The family corporatisation of politics –– indeed of the entire democratic process –– has been under way virtually since the withdrawal of the British from the subcontinent. The dynasts were quickly on point, and a dissection of the genealogy of those who have real political power reveals a complex web of kinship and mutual self-interest that is mostly discreet, and largely impervious to change.

For Pakistan, this has meant that the feudal system has been perpetuated and strongly institutionalised by means of the ballot box. Elective feudalism is the child of the dynasts who inherited the earth at Partition and there is little sign that they are about to be dethroned any time soon.

One has only to look at the parlous state of education and public health in Pakistan to gain an insight into Deep Dynasty.

Despite massive inwards investment by donor nations, Pakistan is proportionately only a little better educated than it was 20 years ago.

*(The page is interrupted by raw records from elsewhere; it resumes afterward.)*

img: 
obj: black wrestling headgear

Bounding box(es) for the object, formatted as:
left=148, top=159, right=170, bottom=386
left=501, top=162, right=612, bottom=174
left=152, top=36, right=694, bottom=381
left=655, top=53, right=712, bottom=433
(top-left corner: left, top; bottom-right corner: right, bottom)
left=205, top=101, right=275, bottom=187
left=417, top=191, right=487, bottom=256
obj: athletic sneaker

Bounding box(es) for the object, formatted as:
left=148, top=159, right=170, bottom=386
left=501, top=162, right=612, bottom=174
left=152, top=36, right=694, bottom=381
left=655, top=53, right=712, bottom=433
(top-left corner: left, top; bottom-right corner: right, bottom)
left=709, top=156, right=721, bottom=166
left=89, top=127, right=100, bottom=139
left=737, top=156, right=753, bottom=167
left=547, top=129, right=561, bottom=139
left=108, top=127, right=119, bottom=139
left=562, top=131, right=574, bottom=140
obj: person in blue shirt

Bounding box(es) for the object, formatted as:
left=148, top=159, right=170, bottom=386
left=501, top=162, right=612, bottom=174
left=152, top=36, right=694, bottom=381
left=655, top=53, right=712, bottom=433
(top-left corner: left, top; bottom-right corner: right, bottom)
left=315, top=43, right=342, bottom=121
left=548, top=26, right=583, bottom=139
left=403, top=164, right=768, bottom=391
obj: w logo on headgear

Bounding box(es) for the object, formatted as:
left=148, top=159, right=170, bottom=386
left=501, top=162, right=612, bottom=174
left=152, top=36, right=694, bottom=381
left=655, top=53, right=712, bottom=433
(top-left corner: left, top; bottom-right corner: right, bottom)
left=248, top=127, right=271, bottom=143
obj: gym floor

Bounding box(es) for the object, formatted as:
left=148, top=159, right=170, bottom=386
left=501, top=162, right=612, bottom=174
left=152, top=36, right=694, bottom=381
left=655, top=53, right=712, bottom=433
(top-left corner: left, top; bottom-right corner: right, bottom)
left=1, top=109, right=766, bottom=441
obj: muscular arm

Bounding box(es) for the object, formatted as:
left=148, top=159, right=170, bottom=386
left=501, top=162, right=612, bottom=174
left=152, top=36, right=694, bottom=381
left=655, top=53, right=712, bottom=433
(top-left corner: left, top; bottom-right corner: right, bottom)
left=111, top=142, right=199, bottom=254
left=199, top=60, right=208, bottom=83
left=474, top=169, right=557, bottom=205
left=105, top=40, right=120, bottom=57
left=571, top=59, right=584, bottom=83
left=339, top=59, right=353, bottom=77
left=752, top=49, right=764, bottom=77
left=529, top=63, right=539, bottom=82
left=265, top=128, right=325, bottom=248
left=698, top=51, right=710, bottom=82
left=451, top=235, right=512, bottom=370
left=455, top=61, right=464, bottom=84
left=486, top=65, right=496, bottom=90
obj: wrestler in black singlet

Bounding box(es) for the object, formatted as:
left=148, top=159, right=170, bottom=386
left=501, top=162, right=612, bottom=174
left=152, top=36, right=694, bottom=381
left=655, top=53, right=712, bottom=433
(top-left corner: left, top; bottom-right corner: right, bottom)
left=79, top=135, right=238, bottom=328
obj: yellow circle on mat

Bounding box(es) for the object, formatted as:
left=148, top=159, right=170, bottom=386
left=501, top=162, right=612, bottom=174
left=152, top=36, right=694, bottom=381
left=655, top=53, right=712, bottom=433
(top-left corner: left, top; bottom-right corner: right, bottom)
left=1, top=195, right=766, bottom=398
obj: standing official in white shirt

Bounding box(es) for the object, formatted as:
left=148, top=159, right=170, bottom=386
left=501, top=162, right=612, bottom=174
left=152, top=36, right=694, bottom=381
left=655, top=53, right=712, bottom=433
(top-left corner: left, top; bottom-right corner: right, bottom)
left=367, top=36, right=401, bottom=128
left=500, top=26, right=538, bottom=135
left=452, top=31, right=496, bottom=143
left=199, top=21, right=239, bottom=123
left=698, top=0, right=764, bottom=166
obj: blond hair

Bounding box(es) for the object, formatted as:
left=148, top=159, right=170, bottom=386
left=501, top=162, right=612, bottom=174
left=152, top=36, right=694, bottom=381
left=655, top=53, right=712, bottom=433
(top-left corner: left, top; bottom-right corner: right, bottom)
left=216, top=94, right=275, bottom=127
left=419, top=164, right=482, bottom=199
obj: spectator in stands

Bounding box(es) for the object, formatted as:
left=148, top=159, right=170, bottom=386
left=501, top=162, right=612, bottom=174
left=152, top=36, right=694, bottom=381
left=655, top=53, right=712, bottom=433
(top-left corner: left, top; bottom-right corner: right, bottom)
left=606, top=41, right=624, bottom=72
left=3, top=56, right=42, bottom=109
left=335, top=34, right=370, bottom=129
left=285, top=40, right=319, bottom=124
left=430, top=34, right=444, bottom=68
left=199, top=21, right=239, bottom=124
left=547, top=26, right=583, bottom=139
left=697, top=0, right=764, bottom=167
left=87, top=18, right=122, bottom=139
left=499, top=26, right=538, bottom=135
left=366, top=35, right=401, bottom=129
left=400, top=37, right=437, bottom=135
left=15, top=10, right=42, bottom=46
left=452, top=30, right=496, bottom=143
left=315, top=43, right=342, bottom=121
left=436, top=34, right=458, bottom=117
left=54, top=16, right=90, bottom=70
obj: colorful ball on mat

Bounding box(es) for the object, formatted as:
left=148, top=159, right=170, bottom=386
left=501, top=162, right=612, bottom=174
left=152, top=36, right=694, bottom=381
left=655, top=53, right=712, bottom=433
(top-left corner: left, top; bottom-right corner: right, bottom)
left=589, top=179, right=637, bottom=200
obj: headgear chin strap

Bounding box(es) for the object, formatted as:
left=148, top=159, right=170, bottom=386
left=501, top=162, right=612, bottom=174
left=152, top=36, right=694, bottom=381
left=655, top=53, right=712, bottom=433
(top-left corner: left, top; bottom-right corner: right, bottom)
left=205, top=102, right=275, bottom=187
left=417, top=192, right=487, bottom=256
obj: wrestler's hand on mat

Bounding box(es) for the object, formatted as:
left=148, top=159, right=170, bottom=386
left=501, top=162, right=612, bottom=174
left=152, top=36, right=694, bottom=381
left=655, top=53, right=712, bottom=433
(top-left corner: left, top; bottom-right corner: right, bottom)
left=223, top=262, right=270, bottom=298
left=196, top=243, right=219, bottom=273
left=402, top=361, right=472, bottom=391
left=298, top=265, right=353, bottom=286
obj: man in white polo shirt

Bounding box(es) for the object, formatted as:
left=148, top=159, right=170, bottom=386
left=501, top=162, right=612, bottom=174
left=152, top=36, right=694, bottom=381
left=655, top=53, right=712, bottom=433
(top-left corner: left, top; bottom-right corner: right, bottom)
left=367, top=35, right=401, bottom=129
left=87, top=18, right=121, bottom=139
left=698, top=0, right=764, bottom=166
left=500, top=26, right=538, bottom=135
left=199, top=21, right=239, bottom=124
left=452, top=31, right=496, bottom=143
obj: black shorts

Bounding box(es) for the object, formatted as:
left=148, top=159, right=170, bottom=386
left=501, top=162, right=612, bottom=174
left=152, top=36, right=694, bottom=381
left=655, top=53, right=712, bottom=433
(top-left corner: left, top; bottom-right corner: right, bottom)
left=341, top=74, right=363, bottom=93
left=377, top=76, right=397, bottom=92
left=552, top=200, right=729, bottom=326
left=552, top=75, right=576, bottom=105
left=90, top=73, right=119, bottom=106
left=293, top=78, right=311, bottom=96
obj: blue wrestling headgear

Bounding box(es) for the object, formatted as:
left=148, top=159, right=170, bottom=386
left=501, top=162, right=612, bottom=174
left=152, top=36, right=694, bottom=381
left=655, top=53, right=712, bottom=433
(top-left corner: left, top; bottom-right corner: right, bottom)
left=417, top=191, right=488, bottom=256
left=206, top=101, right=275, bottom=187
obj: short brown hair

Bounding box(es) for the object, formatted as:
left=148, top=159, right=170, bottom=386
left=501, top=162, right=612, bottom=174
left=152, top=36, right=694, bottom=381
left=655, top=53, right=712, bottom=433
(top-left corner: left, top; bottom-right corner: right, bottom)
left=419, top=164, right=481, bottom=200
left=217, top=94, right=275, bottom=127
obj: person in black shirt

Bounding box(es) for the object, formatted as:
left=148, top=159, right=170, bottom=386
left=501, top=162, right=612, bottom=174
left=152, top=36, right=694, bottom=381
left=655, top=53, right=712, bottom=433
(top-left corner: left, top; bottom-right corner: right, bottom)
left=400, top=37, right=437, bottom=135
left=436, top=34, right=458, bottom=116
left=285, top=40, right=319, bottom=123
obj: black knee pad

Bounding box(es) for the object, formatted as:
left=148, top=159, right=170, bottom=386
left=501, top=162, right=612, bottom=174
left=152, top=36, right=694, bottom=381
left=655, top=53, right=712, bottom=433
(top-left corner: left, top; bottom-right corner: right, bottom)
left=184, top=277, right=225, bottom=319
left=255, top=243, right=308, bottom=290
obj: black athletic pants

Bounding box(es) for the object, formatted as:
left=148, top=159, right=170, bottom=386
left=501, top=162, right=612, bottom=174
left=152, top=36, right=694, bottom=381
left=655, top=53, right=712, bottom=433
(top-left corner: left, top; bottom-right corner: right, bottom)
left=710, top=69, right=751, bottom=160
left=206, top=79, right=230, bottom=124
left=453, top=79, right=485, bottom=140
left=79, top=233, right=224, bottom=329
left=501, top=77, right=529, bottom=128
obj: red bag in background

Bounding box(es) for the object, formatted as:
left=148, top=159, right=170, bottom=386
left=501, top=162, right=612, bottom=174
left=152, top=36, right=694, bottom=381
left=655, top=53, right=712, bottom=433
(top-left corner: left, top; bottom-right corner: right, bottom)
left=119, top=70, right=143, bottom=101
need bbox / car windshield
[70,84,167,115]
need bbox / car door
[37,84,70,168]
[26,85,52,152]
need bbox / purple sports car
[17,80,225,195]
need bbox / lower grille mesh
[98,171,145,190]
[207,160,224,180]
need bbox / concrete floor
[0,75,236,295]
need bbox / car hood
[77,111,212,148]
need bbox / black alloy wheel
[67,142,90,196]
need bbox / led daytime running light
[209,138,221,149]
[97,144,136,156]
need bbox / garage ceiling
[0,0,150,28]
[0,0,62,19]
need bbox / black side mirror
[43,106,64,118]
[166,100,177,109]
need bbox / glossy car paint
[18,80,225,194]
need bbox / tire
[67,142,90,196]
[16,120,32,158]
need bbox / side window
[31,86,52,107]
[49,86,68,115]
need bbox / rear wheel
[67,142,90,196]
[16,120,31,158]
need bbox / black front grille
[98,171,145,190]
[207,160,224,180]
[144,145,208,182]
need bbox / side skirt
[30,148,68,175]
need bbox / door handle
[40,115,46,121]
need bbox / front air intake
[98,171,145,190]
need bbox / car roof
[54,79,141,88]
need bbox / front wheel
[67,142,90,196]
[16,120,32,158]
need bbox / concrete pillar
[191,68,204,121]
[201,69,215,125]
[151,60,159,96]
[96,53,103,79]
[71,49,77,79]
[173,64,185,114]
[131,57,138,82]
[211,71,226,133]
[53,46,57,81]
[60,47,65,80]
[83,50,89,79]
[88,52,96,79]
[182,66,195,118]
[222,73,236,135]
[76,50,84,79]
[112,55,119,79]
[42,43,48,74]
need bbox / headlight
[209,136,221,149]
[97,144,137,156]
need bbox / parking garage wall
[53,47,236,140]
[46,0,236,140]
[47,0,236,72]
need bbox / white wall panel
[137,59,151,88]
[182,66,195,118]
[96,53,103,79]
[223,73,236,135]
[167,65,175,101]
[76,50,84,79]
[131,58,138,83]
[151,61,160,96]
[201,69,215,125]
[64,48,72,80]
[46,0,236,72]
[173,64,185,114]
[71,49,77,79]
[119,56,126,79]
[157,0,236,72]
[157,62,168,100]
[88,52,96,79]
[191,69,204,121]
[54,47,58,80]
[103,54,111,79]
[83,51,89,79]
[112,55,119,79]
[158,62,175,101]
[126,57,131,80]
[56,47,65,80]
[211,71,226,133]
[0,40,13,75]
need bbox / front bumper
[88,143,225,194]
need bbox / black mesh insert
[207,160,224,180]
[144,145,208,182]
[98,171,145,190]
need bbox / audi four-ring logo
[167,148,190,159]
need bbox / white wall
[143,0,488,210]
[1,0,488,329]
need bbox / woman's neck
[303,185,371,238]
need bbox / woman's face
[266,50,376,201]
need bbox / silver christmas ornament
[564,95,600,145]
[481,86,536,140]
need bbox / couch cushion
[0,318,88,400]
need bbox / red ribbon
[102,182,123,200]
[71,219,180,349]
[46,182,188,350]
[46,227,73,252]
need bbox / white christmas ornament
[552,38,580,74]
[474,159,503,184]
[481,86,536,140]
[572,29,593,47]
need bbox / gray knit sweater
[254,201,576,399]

The exploding population continues to outstrip the ability of the state to provide a basic education for its people –– who remain overwhelmingly poor. They remain in poor health as well, never so sick that they are completely unproductive but never strong enough to collectively challenge the status quo, preferring instead to opt for voting in the very people who maintain their illiteracy and penury.

This does not happen by chance. Decisions about budgets and spending are made at the dynastic level, in the family drawing rooms and trickle down in the form of policy and strategy to local levels, ensuring that the state teeters forever on the brink, does not topple and is kept at a level of bubbling, but managed instability.

Far from being a failed state Pakistan is a fine example of dynastic management processes adapted to modern parliamentary idioms. In theory, this is a durable model. It is self-sustaining and the ever-twitchy rest of the world is not that keen to upset the applecart in Pakistan either.

The likes of America and the EU and the BRIC block are at least content for Pakistan to remain a family business, not especially profitable and more a sort of corner-shop kind of operation rather than a mega-mall. The kind of emporium where trade is conducted in the old fashioned ways and where a perpetual closing-down sale is advertised but never actually happens. The staff may be a bit grumpy from time to time and they run out of things –– food, water and power –– from time to time, but dear old Pakistan soldiers on regardless.

But, as the Nehru family are shortly to find out, dynastic rule is finite. All good things eventually come to an end, the bloodline thins and becomes dilute, family members begin to read from a different page and power begins to fade.

But what of our dynasts? So far, they are secure. Little is going to change politically in Pakistan for years. Our dynasts have managed to create a kind of Peter Pan state, one that is in arrested development. How long they can maintain their balance in a world that does not believe in fairies is a moot point.

Published in The Express Tribune, May 1st, 2014.